S&P 500 buybacks shot up to new record in 1Q18. Companies purchased $189.1 billion worth of their own shares, easily surpassing the prior quarterly record of $172 billion in 3Q07. In the current cycle, the prior high was recorded in 1Q16 when $161.4 billion was spent, subsequent to which buybacks came under pressure, dropping to $120.1 billion by 2Q17.

As a result, the four-quarter rolling total in 1Q18 came in at $575.3 billion, still lower than the all-time high of $589.4 billion in 1Q16. The latter was just about on par with the high of $589.1 billion recorded in 4Q07 in the previous cycle (Chart 1).

The Tax Cuts and Jobs Act of 2017, which was passed into law last December, provides for repatriation of overseas cash at favorable rates. The current pace of buybacks likely continues. Ditto with dividends.

 

In 1Q18, S&P 500 companies distributed $109.2 billion in dividends, just shy of the record $109.5 billion in 4Q17. In each of the last six quarters, dividends exceeded $100 billion.

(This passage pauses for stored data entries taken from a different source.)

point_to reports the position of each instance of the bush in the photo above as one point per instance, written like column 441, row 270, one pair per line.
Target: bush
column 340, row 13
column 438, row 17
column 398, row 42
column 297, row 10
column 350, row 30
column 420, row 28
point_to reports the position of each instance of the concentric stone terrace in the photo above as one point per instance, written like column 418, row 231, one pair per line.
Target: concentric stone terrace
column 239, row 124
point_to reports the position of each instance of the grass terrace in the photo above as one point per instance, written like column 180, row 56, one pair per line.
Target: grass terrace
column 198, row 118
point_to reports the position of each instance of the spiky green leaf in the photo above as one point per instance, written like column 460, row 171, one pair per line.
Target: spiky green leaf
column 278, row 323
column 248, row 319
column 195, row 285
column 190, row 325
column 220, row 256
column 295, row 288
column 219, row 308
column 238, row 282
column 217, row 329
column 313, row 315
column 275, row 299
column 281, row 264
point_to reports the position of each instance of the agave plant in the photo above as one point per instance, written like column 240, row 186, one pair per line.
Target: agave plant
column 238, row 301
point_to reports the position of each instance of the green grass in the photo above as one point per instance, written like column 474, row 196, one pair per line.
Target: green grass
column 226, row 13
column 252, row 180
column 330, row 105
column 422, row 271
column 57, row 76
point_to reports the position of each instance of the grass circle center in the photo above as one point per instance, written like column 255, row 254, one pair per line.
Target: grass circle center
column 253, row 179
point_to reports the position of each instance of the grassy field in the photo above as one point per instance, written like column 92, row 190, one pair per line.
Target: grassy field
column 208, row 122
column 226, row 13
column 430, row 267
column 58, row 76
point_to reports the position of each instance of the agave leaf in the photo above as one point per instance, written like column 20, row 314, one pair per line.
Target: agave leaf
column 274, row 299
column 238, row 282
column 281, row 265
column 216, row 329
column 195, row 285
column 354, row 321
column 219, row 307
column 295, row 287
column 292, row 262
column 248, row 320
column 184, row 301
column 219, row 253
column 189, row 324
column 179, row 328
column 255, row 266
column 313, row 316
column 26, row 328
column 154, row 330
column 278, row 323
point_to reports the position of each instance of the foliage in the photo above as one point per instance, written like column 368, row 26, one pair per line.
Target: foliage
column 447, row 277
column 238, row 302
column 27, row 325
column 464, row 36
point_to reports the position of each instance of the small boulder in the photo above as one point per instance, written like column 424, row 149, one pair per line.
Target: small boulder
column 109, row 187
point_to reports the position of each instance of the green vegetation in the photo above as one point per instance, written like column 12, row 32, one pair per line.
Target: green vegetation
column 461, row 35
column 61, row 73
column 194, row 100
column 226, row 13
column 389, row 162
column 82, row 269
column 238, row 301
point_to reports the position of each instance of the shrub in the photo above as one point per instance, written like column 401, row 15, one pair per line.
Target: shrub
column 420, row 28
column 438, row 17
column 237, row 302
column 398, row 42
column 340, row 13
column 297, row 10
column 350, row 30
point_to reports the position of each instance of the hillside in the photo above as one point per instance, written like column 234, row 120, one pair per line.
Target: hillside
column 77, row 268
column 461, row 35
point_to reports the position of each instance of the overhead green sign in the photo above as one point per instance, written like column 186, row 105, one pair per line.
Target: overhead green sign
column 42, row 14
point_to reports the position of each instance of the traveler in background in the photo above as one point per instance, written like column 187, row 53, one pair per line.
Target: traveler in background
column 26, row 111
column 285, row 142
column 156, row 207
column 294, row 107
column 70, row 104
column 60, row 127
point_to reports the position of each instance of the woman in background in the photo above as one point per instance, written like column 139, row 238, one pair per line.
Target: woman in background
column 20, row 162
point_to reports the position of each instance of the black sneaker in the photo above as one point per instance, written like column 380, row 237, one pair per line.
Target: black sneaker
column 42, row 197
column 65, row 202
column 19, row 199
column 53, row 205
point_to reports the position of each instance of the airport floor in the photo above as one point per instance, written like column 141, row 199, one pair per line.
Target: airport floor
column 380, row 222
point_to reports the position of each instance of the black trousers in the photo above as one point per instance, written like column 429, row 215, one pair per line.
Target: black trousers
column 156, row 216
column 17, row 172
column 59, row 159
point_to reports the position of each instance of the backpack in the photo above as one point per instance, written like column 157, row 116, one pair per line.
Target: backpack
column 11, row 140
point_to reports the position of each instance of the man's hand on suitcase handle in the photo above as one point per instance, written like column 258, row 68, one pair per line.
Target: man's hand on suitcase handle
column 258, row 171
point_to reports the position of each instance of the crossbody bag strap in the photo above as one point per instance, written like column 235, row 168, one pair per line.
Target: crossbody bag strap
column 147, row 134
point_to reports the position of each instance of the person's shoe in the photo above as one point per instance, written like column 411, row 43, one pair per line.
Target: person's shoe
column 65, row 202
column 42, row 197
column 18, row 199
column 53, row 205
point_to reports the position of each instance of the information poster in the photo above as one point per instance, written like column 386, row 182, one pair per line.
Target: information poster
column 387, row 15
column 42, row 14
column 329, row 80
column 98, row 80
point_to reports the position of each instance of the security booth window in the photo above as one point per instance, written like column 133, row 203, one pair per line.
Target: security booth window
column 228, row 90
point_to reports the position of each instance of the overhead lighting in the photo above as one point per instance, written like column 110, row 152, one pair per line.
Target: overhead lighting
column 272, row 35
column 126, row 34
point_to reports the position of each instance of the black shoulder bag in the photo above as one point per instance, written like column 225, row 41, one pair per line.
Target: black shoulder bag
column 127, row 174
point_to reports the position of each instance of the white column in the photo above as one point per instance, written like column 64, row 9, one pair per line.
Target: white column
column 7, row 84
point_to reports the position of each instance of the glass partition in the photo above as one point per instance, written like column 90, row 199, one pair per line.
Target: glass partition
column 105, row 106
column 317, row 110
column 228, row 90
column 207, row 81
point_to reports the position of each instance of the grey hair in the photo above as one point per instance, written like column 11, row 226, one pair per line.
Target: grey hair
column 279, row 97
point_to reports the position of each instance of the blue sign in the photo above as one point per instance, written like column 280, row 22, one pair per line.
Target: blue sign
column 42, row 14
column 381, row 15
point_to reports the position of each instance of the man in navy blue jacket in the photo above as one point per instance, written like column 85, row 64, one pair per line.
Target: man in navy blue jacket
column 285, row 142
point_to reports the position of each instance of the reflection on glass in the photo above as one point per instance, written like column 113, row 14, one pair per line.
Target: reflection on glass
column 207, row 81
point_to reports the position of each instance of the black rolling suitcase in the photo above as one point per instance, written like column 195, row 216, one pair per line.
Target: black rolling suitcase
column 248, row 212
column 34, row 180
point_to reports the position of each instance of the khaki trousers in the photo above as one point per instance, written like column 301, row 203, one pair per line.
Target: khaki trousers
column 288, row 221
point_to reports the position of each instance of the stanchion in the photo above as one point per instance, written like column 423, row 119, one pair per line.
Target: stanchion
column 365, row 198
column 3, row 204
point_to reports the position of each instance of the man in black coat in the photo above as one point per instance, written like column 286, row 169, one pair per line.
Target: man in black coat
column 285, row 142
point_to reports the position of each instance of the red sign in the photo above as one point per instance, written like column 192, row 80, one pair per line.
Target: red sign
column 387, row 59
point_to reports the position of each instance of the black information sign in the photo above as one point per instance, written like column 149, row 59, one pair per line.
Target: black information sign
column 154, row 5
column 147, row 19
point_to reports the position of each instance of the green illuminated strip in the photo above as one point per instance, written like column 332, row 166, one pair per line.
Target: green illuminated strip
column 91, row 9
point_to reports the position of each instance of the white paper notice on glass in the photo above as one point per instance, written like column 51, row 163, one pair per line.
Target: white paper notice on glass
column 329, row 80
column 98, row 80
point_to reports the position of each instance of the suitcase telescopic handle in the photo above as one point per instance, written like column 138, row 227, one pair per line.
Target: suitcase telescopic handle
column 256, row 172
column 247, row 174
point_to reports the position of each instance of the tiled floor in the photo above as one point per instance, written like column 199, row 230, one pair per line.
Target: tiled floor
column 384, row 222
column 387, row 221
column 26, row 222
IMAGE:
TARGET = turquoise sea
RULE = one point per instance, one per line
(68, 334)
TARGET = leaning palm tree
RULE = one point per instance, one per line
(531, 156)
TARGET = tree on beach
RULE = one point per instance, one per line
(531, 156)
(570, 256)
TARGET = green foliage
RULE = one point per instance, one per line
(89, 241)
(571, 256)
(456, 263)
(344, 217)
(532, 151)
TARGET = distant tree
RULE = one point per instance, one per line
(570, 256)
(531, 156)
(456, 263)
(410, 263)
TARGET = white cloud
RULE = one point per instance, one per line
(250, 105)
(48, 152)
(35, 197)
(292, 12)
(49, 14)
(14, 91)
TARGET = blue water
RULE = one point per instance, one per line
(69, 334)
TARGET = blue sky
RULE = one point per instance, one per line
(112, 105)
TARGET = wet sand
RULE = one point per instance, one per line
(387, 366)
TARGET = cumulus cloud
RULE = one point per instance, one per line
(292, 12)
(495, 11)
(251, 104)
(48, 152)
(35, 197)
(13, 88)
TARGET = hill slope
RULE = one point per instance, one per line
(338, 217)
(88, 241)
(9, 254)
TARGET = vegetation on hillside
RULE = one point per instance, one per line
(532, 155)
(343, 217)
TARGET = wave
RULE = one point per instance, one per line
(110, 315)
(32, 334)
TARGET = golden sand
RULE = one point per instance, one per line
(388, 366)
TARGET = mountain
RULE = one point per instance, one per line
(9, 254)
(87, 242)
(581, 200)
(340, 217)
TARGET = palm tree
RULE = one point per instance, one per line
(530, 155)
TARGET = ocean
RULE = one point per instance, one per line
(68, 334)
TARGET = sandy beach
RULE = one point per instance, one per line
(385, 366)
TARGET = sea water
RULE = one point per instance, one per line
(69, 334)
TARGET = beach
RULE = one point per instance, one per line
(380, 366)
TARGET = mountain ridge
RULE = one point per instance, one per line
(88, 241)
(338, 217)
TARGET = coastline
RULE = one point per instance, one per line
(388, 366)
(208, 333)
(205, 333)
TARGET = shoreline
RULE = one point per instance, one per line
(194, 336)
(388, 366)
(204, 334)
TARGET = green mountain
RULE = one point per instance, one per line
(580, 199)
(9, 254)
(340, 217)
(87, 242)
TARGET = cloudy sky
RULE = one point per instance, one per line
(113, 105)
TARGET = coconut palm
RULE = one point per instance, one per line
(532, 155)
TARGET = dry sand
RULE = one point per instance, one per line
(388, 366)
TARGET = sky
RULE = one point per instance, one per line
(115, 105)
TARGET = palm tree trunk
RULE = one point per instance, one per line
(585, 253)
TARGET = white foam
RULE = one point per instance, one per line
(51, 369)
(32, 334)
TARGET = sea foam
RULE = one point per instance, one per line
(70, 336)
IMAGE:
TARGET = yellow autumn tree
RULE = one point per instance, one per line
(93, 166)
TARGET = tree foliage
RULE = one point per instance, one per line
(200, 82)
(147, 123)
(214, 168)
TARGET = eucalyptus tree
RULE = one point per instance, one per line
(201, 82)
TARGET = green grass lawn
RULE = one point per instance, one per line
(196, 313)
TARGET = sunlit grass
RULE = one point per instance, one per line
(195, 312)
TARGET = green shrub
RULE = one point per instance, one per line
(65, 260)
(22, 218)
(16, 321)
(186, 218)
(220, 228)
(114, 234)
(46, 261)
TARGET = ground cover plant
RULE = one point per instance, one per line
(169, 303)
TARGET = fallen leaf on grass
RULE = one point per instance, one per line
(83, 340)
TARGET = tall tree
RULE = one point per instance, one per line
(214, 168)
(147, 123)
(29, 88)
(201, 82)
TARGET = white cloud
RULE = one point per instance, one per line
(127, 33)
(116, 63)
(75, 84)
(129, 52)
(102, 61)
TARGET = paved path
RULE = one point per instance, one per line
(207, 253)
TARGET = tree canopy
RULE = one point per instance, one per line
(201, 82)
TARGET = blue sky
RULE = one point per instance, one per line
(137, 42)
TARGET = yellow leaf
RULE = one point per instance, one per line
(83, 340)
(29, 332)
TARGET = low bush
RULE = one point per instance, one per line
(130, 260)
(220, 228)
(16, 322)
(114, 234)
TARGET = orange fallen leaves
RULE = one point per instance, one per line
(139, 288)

Chart 2 combines dividends and buybacks and calculates the percentage share spent in the two out of operating earnings. In 1Q18, a combined $298.2 billion was spent – a new record. Operating earnings were $310.3 billion during the quarter. Thus, a whopping 96.1 percent of earnings went toward dividends and buybacks. The pace is clearly not sustainable. In fact, on a rolling four-quarter basis, 1Q18 was the first quarter more than $1 trillion was spent in dividends and buybacks combined.

 

Given current corporate earnings and the amount of cash available, markets currently are not too focused on what is being handed out in dividends and buybacks. S&P Global Ratings puts US corporate cash and investments at $2.1 trillion in 2017, up nine percent over 2016.  This was based on its universe of nearly 1,900 rated non-financial companies.